Die Bundesregierung hat in den vergangenen Jahren die Einbürgerungsregeln gelockert: Die Mindestaufenthaltsdauer wurde von acht auf fünf Jahre verkürzt, und die Möglichkeiten für eine doppelte Staatsbürgerschaft wurden ausgeweitet. Diese Änderungen haben vielen langjährigen Zugewanderten den Weg zur Einbürgerung geebnet.
Ein großer Teil der 2025 Eingebürgerten kam während der Migrationswelle der Jahre 2015 und 2016 nach Deutschland. Ihre Aufenthaltsdauer erfüllt nun die neuen Voraussetzungen. Besonders stark vertreten unter den erfolgreichen Antragstellern sind türkische und russische Staatsangehörige.

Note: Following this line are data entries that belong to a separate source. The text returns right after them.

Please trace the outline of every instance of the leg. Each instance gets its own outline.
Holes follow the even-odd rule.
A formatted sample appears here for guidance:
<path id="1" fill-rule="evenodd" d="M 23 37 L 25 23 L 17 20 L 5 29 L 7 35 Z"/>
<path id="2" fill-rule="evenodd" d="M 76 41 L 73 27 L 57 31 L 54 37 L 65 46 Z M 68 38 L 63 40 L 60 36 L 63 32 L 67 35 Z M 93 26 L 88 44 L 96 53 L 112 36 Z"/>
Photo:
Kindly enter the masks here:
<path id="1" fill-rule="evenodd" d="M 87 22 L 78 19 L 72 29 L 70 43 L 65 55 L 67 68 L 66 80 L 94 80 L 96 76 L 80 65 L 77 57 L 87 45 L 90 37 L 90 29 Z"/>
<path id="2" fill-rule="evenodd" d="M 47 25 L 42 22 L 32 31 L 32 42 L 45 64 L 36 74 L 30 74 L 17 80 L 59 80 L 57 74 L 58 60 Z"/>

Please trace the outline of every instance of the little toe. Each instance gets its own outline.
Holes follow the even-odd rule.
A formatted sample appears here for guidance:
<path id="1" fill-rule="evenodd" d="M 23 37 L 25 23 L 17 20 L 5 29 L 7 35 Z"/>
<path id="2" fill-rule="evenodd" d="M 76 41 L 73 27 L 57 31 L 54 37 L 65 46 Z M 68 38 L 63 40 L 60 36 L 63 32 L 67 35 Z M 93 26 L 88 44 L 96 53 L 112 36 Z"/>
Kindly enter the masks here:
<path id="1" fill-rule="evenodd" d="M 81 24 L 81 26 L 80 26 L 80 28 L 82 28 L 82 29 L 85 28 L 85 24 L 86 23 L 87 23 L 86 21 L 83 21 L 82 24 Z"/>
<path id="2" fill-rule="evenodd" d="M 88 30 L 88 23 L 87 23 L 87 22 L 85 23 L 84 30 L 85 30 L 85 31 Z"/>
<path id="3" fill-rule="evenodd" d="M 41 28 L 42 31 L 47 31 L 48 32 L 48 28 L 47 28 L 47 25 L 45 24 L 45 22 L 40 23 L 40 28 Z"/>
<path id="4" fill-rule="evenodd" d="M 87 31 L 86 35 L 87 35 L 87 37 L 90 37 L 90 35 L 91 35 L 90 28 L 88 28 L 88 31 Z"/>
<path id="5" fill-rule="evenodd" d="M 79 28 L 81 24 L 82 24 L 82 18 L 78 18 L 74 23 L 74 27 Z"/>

Berlin verzeichnete mit 39.034 neuen deutschen Staatsbürgern den stärksten Zuwachs – fast doppelt so viele wie noch 2024. Brandenburg folgte mit 4.695 Einbürgerungen, was einem Anstieg von 25 Prozent gegenüber dem Vorjahr entspricht. Gleichzeitig stieg die Zahl der Anträge von Russen weiter an.

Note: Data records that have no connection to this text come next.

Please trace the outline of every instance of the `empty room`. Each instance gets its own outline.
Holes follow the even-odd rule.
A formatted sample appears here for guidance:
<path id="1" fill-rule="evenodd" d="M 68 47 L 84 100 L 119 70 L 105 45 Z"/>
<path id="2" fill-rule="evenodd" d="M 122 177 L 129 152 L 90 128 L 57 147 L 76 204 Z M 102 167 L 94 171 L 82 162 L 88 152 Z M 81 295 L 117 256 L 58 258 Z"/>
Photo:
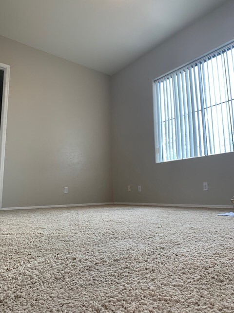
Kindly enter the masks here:
<path id="1" fill-rule="evenodd" d="M 0 313 L 233 313 L 234 1 L 0 17 Z"/>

In den kommenden Jahren könnte sich der Trend fortsetzen: Ukrainer, die 2022 nach Deutschland geflohen sind, könnten ab 2027 die Voraussetzungen für eine Einbürgerung erfüllen. Ihre Ankunft markierte eine weitere Migrationswelle, und viele werden bald die Fünfjahresfrist erreichen.

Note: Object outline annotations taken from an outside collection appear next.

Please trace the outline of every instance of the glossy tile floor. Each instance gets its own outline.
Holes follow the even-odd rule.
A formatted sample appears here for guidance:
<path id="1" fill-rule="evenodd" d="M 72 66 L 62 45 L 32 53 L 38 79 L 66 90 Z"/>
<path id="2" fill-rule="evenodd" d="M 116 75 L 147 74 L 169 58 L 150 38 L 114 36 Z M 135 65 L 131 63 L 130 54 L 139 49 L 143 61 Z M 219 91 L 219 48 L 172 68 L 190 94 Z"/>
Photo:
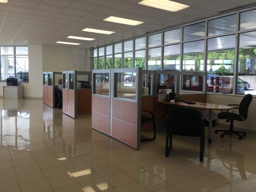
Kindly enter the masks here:
<path id="1" fill-rule="evenodd" d="M 165 134 L 135 150 L 91 130 L 90 116 L 74 120 L 41 101 L 0 100 L 0 192 L 256 192 L 256 135 Z M 206 133 L 207 134 L 207 133 Z"/>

Die Gesamtzahl für 2025 übertrifft den bisherigen Höchststand von 291.955 Einbürgerungen im Jahr 2024. Da jährlich mehr Migranten die Voraussetzungen erfüllen, wird sich der Aufwärtstrend voraussichtlich fortsetzen. Die Reformen haben die Einbürgerung erleichtert und sorgen für einen stetigen Anstieg der Naturalisationen.